The actual implementation would require some special logic to:

+ See if the command type is a `Hashtable` and to use the second argument as the actual command to run
+ Fail if there is no second argument to specify the command to run
+ Potentially fail if the command is not an `Application` command type (native binary)
+ Implementation on Windows and non-Windows would be to set the specified env vars on the [ProcessStartInfo.Environment](https://learn.microsoft.com/en-us/dotnet/api/system.diagnostics.processstartinfo.environment?view=net-9.0) block
+ The `NativeCommandProcessor` currently uses this functionality for modifying the `PSModulePath` on Windows when calling `powershell.exe`
+ The same mechanism works on all platforms so there isn't any platform specific code

There are some potential downsides to this approach:

+ There is no way to achieve this without the call operator without Ast changes
+ I think this to be an upside but could be annoying from an interactive shell perspective
+ The syntax is a bit verbose compared to the sh equivalent
+ The tradeoff is added flexibility with support for dynamic hashtables, multiline spanning
+ It can only apply to native commands, we cannot set env vars for cmdlets/functions running in process which may confuse users

## Alternate Proposals and Considerations

An alternative proposal would be to support a similar syntax of sh based shells `FOO=bar command`.
Ast and parsing wise this is currently valid syntax so it could have a potential impact on existing scripts as show by the below example:

```powershell
Function FOO=abc { "Function: $args" }

FOO=abc BAR=def test
# Function: BAR=def test
```

While a similar concern exists for `& @{}`, the conflict with `FOO=abc` is based on the value being specified whereas the hashtable command would have always been `System.Collections.Hashtable` reducing the chances of someone actually using that.
For example both `& @{}` and `& @{FOO='abc'}` will attempt to run `System.Collections.Hashtable` whereas `FOO=abc ...` will attempt to find the command `FOO=abc` whereas `BAR=abc ...` would attempt to find `BAR=abc`.
The other advantage is that using a hashtable restricts this usage to being used by the call operator only, this should reduce the chances of an existing conflict and reserve it for more specialised examples.

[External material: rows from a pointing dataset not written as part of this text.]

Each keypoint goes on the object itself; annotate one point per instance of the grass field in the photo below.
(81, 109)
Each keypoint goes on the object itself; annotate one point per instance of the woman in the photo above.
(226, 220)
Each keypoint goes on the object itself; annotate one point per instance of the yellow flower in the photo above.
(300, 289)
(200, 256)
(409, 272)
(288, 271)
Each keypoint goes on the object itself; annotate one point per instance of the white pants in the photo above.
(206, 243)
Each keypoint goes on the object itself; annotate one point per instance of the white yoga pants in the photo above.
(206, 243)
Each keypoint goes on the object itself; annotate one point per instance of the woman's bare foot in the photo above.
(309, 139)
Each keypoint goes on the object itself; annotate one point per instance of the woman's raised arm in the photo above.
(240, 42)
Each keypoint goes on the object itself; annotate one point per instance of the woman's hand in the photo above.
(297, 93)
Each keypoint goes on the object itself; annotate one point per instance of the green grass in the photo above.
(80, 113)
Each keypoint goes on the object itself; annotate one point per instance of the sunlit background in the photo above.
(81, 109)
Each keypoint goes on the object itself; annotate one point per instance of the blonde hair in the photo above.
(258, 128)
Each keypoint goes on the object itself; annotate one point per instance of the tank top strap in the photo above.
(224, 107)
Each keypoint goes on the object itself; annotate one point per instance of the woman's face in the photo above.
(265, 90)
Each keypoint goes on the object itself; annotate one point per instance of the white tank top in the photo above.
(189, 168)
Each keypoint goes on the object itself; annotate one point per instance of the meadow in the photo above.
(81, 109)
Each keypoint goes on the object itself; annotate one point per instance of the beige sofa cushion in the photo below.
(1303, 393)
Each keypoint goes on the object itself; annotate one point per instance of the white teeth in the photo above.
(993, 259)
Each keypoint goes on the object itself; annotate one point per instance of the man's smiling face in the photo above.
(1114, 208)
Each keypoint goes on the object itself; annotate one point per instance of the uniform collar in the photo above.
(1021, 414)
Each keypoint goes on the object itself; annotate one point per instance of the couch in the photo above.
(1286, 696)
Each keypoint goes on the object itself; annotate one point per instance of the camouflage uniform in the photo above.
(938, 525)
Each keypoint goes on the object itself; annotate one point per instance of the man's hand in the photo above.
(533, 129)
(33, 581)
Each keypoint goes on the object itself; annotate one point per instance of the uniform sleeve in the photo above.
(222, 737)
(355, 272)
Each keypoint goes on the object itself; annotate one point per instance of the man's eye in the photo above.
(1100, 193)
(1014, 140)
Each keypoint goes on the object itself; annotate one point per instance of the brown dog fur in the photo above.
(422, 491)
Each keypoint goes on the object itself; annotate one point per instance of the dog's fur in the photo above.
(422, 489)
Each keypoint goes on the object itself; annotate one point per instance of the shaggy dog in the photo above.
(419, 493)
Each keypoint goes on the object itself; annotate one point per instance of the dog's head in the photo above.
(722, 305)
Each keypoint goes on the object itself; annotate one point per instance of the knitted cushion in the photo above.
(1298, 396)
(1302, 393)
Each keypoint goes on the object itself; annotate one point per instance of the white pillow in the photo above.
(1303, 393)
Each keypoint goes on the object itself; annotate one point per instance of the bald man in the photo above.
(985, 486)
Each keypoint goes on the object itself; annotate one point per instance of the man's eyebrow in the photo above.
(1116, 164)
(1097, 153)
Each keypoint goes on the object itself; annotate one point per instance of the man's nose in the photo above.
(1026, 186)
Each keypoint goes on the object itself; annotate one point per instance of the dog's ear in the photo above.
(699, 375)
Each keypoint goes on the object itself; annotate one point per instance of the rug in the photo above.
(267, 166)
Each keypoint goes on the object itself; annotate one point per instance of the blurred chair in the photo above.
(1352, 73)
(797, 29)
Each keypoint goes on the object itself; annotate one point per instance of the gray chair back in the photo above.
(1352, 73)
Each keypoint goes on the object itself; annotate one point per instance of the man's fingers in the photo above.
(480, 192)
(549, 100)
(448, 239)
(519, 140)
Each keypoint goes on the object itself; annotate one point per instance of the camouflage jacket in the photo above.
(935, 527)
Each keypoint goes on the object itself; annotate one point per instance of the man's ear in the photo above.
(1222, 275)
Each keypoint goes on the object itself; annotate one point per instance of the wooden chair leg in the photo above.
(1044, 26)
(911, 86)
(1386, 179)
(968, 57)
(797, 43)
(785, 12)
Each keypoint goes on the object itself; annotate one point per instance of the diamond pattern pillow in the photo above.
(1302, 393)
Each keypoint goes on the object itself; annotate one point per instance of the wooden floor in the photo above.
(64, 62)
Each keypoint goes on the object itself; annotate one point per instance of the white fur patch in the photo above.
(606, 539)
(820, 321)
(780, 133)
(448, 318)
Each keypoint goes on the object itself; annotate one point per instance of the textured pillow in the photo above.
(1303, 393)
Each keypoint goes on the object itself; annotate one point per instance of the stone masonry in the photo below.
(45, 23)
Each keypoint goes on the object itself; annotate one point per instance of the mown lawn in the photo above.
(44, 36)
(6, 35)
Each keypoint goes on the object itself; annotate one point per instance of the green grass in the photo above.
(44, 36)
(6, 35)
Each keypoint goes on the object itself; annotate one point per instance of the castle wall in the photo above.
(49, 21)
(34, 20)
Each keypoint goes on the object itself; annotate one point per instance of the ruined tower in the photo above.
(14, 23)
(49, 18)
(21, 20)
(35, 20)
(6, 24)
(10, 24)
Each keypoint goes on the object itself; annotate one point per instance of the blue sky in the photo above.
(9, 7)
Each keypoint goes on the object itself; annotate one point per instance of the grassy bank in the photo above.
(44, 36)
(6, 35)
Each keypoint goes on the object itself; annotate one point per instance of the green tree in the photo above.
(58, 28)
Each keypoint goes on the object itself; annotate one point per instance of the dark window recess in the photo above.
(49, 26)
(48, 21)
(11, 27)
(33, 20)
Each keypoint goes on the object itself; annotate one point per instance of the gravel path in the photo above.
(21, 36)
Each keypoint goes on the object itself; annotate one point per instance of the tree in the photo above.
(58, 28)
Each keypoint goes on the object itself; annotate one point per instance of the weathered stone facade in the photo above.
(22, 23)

Other considerations to think off with this proposal are:

+ What should happen if the command being run with this hashtable syntax is not an `Application` type but a function or cmdlet.

Should it fail explicitly, should it ignore the values, should it splat the values as parameters to achieve inline splatting.
My recommendation would be to have it fail at least in the first implementation and reserve it for future purposes.

+ We need to support both empty values and case sensitive key conflicts

A hashtable by itself allows the value to be an empty string but case sensitive key conflicts are a bit more difficult.
It is possible to have a case sensitive key lookup for a hashtable when using the `[Hashtable]::new()` constructor to build it.

```powershell
$ht = [Hashtable]::new()
$ht.foo = '1'
$ht.FOO = '2'

$ht

# Name Value
# ---- -----
# FOO 2
# foo 1
```

I would think that this scenario is quite rare and typically goes against the PowerShell ethos but as shown above it is possible to achieve with a hashtable if really neeeded.

+ Whether this would apply only to a `Hashtable` type or any subclasses of that type, or anything that implements `IDictionary`.

My recommendation would be to keep it just for a hashtable to keep the implementation simple.